US Army ponders suicide drones for soldiers

The US Army is considering arming soldiers with a shoulder-launched loitering munition, or suicide drone, that can hover for 15 minutes or more beyond line of sight and hit targets as far as 20 kilometers away.

Army Contracting Command posted a request for information on the government website this week seeking industry input into the Lethal Miniature Aerial Missile System, or LMAMS. They’re trying to find a low-cost solution for filling an urgent operational requirement, according to the post.

Though it would be a new capability and a higher-level weapon in the hands of squad-level soldiers, it is not a brand new item in the arsenal.

Soldiers have used versions of loitering munitions at training exercises in Germany and they’ve also been deployed operationally in Iraq and Syria.

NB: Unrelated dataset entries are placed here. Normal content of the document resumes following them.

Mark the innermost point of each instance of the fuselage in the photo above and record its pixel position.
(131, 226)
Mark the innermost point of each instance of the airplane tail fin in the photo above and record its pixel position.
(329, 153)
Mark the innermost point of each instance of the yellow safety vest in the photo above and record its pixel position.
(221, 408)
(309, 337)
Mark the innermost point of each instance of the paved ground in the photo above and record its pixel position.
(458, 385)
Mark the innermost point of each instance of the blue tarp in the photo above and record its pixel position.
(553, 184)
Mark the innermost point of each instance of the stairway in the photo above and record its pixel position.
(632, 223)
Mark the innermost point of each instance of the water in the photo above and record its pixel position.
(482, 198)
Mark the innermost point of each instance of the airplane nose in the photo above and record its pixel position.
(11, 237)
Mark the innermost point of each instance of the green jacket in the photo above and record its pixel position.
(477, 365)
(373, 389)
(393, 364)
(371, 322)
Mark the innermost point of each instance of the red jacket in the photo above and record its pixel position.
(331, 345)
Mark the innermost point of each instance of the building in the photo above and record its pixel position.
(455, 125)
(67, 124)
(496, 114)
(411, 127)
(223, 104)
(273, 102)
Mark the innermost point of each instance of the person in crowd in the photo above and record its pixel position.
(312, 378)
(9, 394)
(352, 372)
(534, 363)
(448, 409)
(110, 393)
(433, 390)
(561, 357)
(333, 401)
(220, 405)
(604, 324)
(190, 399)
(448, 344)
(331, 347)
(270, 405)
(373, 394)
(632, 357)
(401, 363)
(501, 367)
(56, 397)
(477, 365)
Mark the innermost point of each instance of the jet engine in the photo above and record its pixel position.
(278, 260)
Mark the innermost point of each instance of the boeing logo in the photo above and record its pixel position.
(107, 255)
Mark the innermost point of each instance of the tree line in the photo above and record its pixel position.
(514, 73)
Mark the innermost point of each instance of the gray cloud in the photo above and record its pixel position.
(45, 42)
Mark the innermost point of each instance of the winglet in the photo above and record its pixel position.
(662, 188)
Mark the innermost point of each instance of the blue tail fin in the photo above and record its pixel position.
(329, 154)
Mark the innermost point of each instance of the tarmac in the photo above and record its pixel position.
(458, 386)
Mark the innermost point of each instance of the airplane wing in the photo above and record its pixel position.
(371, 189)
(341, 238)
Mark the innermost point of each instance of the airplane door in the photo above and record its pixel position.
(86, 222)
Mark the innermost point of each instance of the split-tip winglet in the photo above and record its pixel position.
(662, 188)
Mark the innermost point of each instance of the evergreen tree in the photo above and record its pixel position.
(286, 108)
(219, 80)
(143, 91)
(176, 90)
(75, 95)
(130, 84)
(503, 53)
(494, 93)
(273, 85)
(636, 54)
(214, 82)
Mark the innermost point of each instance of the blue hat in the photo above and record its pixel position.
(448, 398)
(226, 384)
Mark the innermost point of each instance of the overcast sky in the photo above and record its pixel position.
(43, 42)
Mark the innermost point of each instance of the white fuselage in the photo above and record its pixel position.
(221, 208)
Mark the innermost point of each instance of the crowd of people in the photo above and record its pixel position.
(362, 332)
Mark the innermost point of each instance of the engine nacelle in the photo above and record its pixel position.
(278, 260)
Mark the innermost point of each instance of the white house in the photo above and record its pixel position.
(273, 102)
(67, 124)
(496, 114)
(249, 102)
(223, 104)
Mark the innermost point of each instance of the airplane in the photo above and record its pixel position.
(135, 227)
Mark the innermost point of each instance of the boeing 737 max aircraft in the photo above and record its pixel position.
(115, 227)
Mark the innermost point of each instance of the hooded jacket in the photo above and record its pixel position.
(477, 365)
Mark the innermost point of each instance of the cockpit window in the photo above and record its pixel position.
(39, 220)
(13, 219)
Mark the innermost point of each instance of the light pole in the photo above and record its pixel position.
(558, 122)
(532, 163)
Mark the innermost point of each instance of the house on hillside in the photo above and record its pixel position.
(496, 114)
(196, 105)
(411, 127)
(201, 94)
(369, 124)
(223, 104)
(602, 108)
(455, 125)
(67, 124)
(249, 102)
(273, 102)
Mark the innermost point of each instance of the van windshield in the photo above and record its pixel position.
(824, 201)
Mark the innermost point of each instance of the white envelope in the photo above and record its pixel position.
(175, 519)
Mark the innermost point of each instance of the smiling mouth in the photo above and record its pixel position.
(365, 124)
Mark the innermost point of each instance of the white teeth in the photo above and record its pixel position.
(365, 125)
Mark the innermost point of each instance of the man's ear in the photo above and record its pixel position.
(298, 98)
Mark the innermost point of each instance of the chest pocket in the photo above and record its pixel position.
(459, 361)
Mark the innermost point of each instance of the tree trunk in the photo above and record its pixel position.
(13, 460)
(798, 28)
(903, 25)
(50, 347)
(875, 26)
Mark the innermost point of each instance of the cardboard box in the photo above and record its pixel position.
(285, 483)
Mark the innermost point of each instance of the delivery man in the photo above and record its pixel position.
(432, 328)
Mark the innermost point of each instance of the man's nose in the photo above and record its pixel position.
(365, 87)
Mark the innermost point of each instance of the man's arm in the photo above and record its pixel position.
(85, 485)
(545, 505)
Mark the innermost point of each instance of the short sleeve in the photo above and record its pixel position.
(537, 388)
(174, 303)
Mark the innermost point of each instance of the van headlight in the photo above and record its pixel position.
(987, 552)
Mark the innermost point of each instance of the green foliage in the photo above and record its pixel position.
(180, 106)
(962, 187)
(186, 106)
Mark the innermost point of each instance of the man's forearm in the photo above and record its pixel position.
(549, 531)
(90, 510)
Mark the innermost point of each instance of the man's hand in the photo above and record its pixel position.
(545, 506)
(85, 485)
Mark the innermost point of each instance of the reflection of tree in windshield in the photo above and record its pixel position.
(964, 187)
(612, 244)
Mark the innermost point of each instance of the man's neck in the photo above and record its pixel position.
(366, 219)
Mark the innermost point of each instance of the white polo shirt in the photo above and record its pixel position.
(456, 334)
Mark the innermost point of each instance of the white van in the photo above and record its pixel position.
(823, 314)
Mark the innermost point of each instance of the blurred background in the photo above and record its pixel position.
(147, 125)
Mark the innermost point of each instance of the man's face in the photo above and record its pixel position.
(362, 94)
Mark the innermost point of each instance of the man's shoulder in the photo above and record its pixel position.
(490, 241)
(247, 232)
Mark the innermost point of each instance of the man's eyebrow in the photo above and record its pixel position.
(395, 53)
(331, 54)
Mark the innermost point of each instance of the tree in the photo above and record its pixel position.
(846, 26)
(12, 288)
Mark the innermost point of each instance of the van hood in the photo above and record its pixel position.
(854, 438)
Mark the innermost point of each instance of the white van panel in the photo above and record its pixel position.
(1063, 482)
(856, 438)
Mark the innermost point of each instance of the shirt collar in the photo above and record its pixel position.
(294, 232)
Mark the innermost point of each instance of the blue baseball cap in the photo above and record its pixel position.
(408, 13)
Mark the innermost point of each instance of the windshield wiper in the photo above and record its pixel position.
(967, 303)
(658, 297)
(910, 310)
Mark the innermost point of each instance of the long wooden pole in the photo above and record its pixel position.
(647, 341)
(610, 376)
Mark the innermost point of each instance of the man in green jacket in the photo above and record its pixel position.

A squad of Marines could dispatch this system to take out enemy troops or armored vehicles. The eventual LMAMS must include an “all-up-round missile,” basically a missile that’s ready to go out of the box with the warhead, data link, guidance, sensor and launcher in one set.

The only other piece of gear would be the fire control unit that the soldier would use to both guide the missile and view it as they select and destroy a target using full motion video feedback.

The Army wants its soldiers to be able to select predetermined targets but also identify targets while scanning the area, have the drone loiter when needed and abort missions and redirect the device.